SUE SAMUELSON AWARD FOR FOODWAYS SCHOLARSHIP
The first time I (quite literally) stumbled upon a New Mexico chile, I was venturing through the rural southwest on a cross-country bike trip from California to Texas. It was mid-November, green chile harvest time, and the small back country roads outside of Hatch, NM, were littered with fresh green chiles that had tumbled from the large trucks transporting the crops to the nearby roasting plants. Our bike wheels thumped down the cracked and dusty asphalt as pods crushed under our tires, releasing the chiles’ fresh aroma to waft lazily up to our nostrils.
Little did I know, as we pedaled on with the fragrance of sun-baked chiles in our wake, what a rich symbol of New Mexican identity I had just encountered. At that time I was a newcomer to the state — a recent college graduate, exploring the country through the lens of my newfound sense of adulthood. Over the next few years, as my ties to New Mexico evolved and strengthened along with my own emerging identity, I would grow to deeply appreciate the rich symbolism of these small, fiery pods. Through its complex relationship to natural and human history, its connection to both place and people, and its seamless adaptability, the New Mexico chile both defines and reflects New Mexican identity for an ever shifting fabric of communities in the American Southwest.

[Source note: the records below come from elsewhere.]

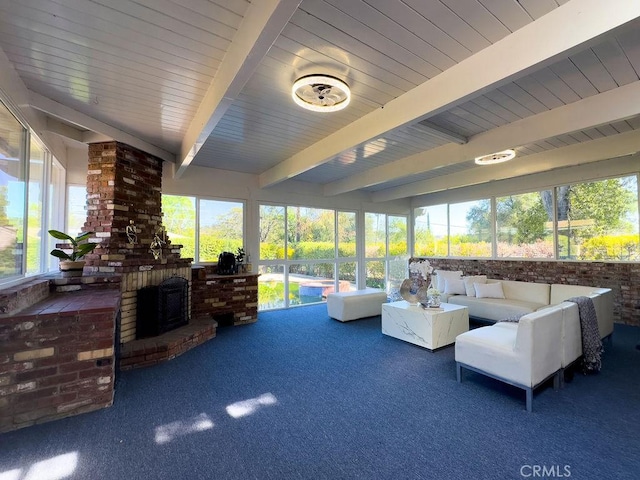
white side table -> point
(428, 328)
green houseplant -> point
(71, 264)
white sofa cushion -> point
(527, 291)
(470, 280)
(488, 290)
(524, 355)
(493, 308)
(454, 286)
(443, 275)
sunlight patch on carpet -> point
(250, 406)
(180, 428)
(55, 468)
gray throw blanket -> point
(591, 342)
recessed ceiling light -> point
(497, 157)
(321, 93)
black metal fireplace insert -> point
(162, 308)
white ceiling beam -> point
(601, 109)
(627, 143)
(559, 33)
(107, 132)
(260, 28)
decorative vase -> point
(71, 269)
(414, 289)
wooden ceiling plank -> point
(589, 64)
(600, 109)
(479, 18)
(259, 29)
(572, 155)
(616, 62)
(509, 58)
(510, 13)
(423, 28)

The Chile History: A Journey
Shortly after our biking adventure rolled to an end, with a heart still full of the open skies of the Southwest and a palate longing for the taste of fresh roasted chiles, I began learning about the history of the New Mexican chile. Both the natural and cultural histories associated with the chiles represent merging and blending, of locations, people, and ideas.
Not indigenous to the what is now the American Southwest, chiles began their journey to this part of the world after being introduced to Christopher Columbus during his explorations of the West Indies in the 15th century. Lore has it that the islands’ inhabitants presented a chile to the uninvited visitor as a practical joke, watching in amusement as Columbus ate the pod unaware of its heat. Ships later brought the chiles back to Spain, from where they spread across Europe before eventually being transported to what is now New Mexico by Spanish explorer Don Juan de Onate in 1598 (Diaz 2013). Here the chiles were incorporated in the indigenous diet based on corn, beans, and squash, and have been woven into the region’s dynamic foodways ever since (Casey 2007:2). These foodways now provide a rich example of what Pilcher refers to as true Latino foods, “the historical product of encounters between peoples from many lands” (2013:186).

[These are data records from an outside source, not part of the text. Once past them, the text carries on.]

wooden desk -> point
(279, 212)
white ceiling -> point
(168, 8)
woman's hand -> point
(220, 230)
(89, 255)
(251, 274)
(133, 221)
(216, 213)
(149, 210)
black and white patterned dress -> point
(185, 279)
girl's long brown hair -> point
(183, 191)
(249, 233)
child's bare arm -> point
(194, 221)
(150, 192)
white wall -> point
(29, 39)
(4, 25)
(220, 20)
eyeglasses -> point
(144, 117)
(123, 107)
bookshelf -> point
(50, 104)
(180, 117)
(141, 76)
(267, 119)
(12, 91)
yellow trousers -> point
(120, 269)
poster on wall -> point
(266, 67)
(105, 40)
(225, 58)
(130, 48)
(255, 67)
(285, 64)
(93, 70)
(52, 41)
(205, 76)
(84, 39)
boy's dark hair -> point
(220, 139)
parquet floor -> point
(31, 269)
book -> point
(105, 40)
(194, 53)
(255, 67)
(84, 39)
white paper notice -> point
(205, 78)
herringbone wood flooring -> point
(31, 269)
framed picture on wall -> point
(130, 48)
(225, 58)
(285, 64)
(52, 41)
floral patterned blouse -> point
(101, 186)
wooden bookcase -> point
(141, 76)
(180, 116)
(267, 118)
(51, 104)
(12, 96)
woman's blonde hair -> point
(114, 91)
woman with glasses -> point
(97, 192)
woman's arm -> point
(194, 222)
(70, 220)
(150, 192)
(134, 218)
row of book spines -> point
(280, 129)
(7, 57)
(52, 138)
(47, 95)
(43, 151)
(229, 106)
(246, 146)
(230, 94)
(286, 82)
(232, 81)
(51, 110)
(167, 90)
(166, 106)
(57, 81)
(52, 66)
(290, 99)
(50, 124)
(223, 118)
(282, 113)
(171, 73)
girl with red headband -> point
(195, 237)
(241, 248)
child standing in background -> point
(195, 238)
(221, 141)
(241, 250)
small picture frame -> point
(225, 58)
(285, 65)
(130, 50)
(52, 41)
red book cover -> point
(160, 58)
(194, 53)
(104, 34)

The fact that chile plants are not native to the southwestern United States is evident in their original environmental needs. The type of chile that Columbus encountered in the West Indies required massive amounts of water -- a scare resource throughout most of arid New Mexico. In spite of this initial drawback however, the utility of the chile as a food, spice, and medicine gave it enough of an edge to thrive and grow in its new home, as people challenged the natural environment to cultivate chile crops. By the early twentieth century, farmers had succeeded at growing chiles commercially, increasing both the economic as well as cultural significance of the plant (Casey 2007).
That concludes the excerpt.